I get tired by 9 or 9:30 pm so I get in bed. I am up early each morning, usually by 5:30am, and it helps me set the intention for the day, get focused and handle anything that I was too tired to do the night before.
What is one habit you have firmly established that helps you and what is one thing you would like to make a habit that you haven’t been able to yet?
A habit that I have adopted more recently is I listen to motivational speeches on my way to work. It’s been really helpful to me because it moves me into a constructive mindset even when things feel hard or when I have moments of self-doubt. It’s also great to get out of your car feeling ready to take on whatever the day has store because you’re jazzed up from the speaker you just heard.
Something that I’d like to get back to is some kind of mindfulness practice.
I’m not a ‘sit still and meditate’ kind of person so I am drawn to things like Tai Chi and Chi Gong which involve movement as well. I used to train in martial arts and then, over time, got involved in other types of exercise. I miss the spiritual and grounding components of these practices and I’d like to reincorporate that back into
my life. I interact with other peoples’ energy all day long so it’s really important that I stay solid in my own footing.
When do you feel most grounded and what are some practices that help you get there?
I am very close to my family — I adore my sister’s kids — they absolutely ground me.
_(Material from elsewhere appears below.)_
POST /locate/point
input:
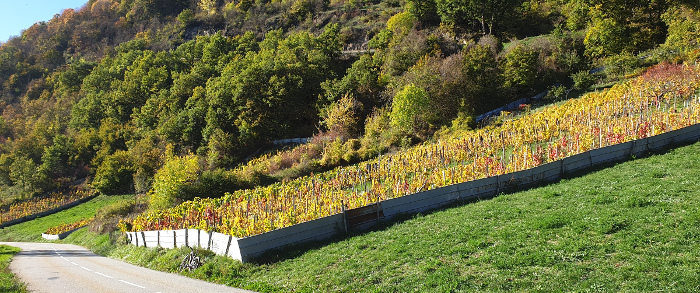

In my family, I often describe myself as the weight on the bottom of a bunch balloons. I am typically pretty steady, but there are times when I feel squirrely. The fastest way for me to find my way back to feeling centered is to get on my bike. I’ll be riding for the rest of my life until my legs refuse to work anymore.
Healing people with my hands is very grounding for me. It’s always been hard for me to articulate, but I feel like I listen with my hands a lot.
Even something as simple as giving someone a neck massage and intuitively helping them to feel calm has a residual grounding effect on me. I sometimes wear Angelica oil as well, which is known as a protector and strengthens resilience. Wearing it helps me feel more rooted when I am working with someone whose central nervous system is unsettled, or on days when I am feeling less steady myself.